Generally speaking, there are two ways to achieve "passkey AA wallets:"

  1. Program the AA wallets to verify passkey signatures on-chain
  2. Use passkeys to authenticate with a signing service that can produce ECDSA signatures

The first approach, natively verifying passkey signatures on-chain, is the ideal one, since it allows users to sign transactions directly with passkeys, without relying on any intermediaries. However, this approach is currently impractical -- the best on-chain passkey implementation that we know of costs about 300k gas per transaction, which is prohibitively expensive for most applications. In order to lower the gas cost, EVM itself likely needs to be upgraded with something like EIP-7212.

The second approach is the one that ZeroDev currently takes. When a user creates a passkey AA wallet, we are actually using the passkey to authenticate against a third-party signing service called Turnkey.

Turnkey's infra is based on secure enclaves. Critically, Turnkey's infra ensures that no party, not even Turnkey itself, can access the user's private key without the proper credential -- which in this case is the user's passkey.

In other words, we are not actually using the passkeys themselves to sign transactions. Rather, we are using the passkeys to unlock ECDSA private keys, and then use the ECDSA private keys to sign transactions. By doing so, we achieve maximal compatibility with existing wallet infra as well gas efficiency, with the caveat that we are relying on a centralized signing service (Turnkey).
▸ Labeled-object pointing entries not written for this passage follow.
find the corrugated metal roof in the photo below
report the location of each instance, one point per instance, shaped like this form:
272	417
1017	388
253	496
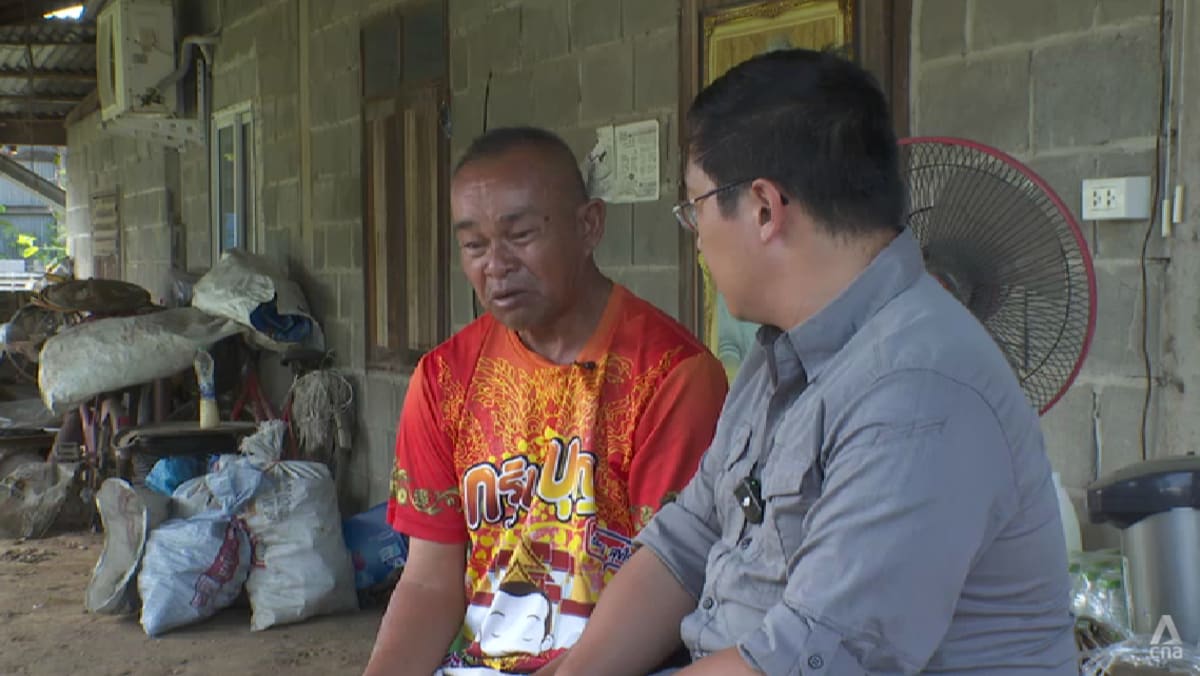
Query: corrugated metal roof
60	48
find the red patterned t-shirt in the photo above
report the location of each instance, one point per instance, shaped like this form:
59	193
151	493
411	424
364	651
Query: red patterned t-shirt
549	471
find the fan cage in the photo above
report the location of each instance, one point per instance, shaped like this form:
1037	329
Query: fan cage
1000	238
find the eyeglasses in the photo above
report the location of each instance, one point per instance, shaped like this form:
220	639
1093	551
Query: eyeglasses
685	211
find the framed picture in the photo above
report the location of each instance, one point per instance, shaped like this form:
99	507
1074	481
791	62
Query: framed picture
731	36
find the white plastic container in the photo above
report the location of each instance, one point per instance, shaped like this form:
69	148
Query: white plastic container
1069	520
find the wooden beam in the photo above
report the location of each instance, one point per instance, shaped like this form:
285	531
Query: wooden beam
31	132
35	42
89	105
49	76
41	99
17	172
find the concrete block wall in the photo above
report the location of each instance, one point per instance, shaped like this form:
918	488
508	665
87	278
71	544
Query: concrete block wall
571	66
141	174
1072	88
295	63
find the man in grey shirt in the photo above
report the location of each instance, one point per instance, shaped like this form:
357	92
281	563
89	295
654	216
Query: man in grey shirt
877	498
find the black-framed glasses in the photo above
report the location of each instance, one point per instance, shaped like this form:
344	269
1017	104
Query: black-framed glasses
685	211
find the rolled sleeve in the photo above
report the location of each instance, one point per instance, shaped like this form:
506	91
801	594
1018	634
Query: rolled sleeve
681	540
772	647
917	484
683	532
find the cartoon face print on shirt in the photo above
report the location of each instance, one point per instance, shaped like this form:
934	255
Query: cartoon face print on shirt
519	621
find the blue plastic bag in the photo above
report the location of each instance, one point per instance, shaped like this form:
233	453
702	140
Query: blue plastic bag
169	472
376	549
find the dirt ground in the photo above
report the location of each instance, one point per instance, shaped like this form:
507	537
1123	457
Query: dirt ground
45	629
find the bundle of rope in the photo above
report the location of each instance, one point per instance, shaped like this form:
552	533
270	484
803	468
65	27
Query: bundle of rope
322	412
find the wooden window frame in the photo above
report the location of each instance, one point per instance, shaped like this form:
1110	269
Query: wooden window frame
882	35
244	172
388	112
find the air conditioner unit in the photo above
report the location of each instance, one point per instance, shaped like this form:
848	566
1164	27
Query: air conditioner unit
135	52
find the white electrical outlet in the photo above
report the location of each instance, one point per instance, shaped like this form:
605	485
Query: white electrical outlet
1126	198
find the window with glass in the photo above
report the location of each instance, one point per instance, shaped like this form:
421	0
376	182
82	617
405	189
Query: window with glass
233	180
405	162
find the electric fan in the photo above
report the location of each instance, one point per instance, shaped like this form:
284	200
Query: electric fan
1000	239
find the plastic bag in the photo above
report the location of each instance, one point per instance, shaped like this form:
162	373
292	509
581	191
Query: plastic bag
129	514
301	566
192	497
1099	598
1143	652
252	292
119	352
168	473
195	567
377	550
31	496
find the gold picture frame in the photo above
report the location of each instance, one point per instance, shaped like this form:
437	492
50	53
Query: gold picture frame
731	36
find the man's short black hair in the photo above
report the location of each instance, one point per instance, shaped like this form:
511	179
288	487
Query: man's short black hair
811	121
502	139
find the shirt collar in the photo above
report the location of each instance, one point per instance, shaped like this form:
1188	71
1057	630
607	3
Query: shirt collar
810	345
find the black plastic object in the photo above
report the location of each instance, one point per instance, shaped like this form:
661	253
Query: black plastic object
1145	489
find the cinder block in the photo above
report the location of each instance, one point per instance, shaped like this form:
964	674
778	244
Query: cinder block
1068	430
556	93
287	210
942	24
340	247
607	77
281	160
1117	11
462	299
657	233
658	285
466	119
509	103
1121	426
467	15
1116	347
460	65
1109	72
349	197
985	100
640	17
501	41
1065	173
657	71
1025	21
318	250
352	297
280	73
1123	239
594	22
616	246
324	197
544	30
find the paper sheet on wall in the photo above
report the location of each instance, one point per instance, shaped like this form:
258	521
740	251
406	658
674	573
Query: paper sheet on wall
624	163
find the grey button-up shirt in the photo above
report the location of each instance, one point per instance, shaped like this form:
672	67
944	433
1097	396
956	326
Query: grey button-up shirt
910	525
While the word "centralized" invokes uneasy feelings, we think that this could still be a good solution for many projects, for the following reasons:

  • As previously stated, Turnkey itself cannot access the private keys. Only the user with the passkey can access their own private key.
  • Turnkey's infra runs on AWS, so it enjoys high availability and redundancy.
  • Since ZeroDev is an AA wallet, it's always possible to switch the signer from Turnkey to another signer (e.g. native passkeys), should the user decide to secure their assets with a different approach.